Naming his successor will be considered the first major hire for newly promoted athletic director Nina King, who was just named Kevin White’s replacement last month.
4. Raleigh Will Give Its Cops More Money
About 50 people turned up outside City Hall on Tuesday night to protest Raleigh’s proposed budget, though the meeting was virtual and none of the council members was physically present. Another couple of dozen called in, each getting a minute—and only a minute—to lodge their criticism of the $5 million increase in the proposed Raleigh Police Department budget.
The additional money would fund seven new positions to police parks and greenways, as well as pay into the retirement system.
The protesters want the council to defund RPD, which is currently taking heat over allegations that a detective faked drug evidence. My friends, that ain’t happening.
They’d also like the city to shift a chunk of change into an alternative to policing, like Durham’s new Community Safety Department. Raleigh has a version of that, though it’s under RPD’s auspices and much smaller. The program is called ACORNS. Outgoing Chief Cassandra Deck-Brown shifted some money in her budget to create it, but the city couldn’t tell me how much yesterday.
The city is raising property taxes by about 5%, mostly to pay for last year’s affordable housing bond, but also for parks.
5. In Israel, Netanyahu Is Probably Finished
Sending you on your way with some international news: After limping through four governments in two years and battling corruption charges, Israeli prime minister Benjamin Netanyahu appears to be on his way out.
A diverse group of opposition lawmakers notified Israeli President Reuven Rivlin Wednesday that they have agreed on the terms of a power-sharing government that would replace Benjamin Netanyahu as prime minister for the first time in 12 years.
The step sets up a vote on the arrangement by Israel's full parliament, probably within a week to 12 days.

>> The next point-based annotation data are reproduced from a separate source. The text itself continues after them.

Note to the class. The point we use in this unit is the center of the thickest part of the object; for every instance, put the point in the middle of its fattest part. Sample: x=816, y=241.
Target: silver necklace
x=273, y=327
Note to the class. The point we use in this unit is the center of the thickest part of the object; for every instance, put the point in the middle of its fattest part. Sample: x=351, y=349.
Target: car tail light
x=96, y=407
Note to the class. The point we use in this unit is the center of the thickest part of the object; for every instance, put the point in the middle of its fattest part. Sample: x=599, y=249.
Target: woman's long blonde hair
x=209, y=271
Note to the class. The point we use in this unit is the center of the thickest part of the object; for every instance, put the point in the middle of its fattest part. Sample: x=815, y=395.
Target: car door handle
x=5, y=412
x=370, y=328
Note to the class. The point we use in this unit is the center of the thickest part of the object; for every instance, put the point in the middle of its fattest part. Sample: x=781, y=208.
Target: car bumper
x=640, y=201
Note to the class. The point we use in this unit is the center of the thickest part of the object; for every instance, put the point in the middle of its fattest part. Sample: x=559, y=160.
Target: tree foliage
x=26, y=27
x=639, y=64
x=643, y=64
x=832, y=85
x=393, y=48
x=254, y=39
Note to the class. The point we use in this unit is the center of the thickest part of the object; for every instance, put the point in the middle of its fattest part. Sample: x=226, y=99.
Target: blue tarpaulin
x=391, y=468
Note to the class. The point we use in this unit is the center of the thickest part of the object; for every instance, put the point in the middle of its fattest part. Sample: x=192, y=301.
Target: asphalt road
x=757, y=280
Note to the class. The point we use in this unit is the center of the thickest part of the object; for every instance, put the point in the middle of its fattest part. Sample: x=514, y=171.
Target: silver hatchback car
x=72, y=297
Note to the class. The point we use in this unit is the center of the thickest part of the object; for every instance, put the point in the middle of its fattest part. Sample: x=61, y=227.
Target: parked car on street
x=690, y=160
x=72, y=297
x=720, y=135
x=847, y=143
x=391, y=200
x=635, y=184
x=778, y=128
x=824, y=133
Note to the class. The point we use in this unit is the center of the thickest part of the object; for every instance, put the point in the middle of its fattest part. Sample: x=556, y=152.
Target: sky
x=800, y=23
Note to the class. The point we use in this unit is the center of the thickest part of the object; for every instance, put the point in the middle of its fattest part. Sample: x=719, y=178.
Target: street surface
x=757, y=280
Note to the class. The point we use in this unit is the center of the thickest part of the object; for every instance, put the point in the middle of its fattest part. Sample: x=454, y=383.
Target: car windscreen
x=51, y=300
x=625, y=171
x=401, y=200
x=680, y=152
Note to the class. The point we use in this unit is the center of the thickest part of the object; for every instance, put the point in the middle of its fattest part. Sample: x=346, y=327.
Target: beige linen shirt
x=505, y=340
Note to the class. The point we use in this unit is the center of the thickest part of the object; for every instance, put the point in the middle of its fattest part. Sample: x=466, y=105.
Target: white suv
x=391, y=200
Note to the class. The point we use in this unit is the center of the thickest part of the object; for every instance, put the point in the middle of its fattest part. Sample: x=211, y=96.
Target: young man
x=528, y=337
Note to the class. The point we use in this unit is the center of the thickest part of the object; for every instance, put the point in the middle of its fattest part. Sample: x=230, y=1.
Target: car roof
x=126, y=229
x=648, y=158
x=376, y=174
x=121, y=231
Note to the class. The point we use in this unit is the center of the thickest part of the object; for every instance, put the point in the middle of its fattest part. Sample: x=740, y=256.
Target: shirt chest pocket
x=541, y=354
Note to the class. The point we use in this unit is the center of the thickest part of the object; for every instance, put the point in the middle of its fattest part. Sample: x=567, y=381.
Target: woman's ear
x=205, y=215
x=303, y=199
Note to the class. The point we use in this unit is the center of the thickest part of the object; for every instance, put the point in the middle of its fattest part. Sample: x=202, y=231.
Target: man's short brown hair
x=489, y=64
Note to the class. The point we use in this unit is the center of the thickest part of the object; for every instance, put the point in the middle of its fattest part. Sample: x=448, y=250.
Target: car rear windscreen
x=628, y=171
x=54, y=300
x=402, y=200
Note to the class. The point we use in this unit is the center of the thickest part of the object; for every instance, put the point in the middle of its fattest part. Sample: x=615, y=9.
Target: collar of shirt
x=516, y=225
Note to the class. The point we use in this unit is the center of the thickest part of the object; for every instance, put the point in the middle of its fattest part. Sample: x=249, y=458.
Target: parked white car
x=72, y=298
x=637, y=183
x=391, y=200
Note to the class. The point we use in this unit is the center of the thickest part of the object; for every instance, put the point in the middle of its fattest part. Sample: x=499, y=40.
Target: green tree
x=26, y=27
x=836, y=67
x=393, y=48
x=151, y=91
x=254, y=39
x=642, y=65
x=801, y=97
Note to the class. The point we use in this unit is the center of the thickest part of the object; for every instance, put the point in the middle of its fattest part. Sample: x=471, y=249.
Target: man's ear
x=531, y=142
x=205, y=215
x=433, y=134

Final details of the plan, hashed out in marathon negotiations over the last several days, remained unclear. But according to local media, former defense minister Naftali Bennett will replace Netanyahu, his former mentor, as prime minister for a fixed term, possibly two years, before the top job is taken over by centrist opposition leader Yair Lapid. …
The governing coalition now poised to take power in Israel is an ideological mix—many would say mess—of factions that range from religiously oriented advocates of Jewish settlements in the West Bank to secular supporters of an independent Palestinian state.
But there is one thing they all agree on: It is time for Benjamin Netanyahu to go.
Long story short: Even many of Netanyahu’s allies think he’s an authoritarian nutcase.
“‘No one believes a word he says. Why would they?’ said Jonathan Rynhold, professor of political studies at Bar-Ilan University. ‘Part of it is personal with these people who know him. And part of it is that all of them have come to believe that Mr. Netanyahu has put his personal interests ahead of the interests of the State of Israel because he can no longer distinguish between the two.’”
His die-hards will try to disrupt the new coalition in hopes of keeping him in power anyway. Nothing is set in stone yet.